Ve telefonu kapattı. O bilinmezliğe gitti bense ardında burada kaldım. Üzerimdeki bütün uyku gitti ama kendimi kapının önünde oturduğum duvardan kalkıp eve gidecek kadar bile enerjik hissetmiyorum. Sanırım bu alışmam gereken bir şey. Ondan hoşlanıyorum ve eğer hayatıma alacaksam bu şekilde kabul etmem lazım sanırım.

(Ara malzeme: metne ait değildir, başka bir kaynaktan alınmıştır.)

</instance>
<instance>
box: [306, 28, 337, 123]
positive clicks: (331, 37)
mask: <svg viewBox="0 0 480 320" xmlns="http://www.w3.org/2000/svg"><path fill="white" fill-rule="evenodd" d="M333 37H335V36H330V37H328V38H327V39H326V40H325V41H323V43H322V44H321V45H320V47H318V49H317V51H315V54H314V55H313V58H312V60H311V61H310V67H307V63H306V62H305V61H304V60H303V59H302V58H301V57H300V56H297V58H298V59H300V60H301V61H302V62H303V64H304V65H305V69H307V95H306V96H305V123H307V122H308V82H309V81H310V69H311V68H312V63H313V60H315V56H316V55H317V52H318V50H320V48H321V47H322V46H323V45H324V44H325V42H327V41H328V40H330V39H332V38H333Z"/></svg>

Şimdi kendi kendime gelin güvey oluyorum gibi duruyor ama salak değilim arkadaşlar karşımdaki bana ne sinyal veriyor fark edebiliyorum. O yüzden biraz da bu şekilde konuşmam. Neyse kalk Asya git eve uyuyamayacaksın ama taşınmak için eşyalarını toparlamakla başla işe, bayılacak duruma gelince uyursun belki...
5 Ocak Perşembe
Sevgili dostlarım merhabalar. Birkaç gündür görüşemiyorduk malum benim taşınmak için hazırlık yapmam falan lazımdı. Gerçi ev eşyalıydı zaten kişisel eşyalarım ve mutfağı toparladım sadece. Biraz evrak işleri yordu beni. Şimdi hastaneye son kez gidiyorum, çıkışımı yapacağım arkadaşlarımla vedalaşacağım.
Geri de kim bilir ne zaman gelirim bir daha buraya. Bu arada evet gideceğim yer de belli oldu. Hazır mısınız söylüyorum. Ben, ben tamam tamam acun taklidi yapmıyorum hızlıca söylüyorum Urfa'ya gidiyorum arkadaşlar.
9 Ocak'ta göreve başlamam lazım o yüzden bugün yola çıkacağım arabayla gideceğim için eh bir de yerleşme falan var. Malum zaman kısıtlı olduğu için evi ayarlaması falan telefonla oldu onu önceden görmem lazım.
Emlakçı normalde kadınlara tek başına pek ev vermek istemiyorlar dedi ama birisi doktor olduğumu duyunca hemen onaylamış öyle söyledi. Umarım iyi bir yerdir. Aslında lojmanlara geçeceğim ama şimdi yer yokmuş bir aya boşalacak dediler. O yüzden orayla anlaştım bakalım neler olacak.
Şimdi size veda edip önce hastaneye sonra ise Urfa'ya gitmek üzere yola çıkacağım dostlarım. İşim çok olduğu için sizden anlayış bekleyip oraya varınca konuşalım hepinizle güzel günler dilerim.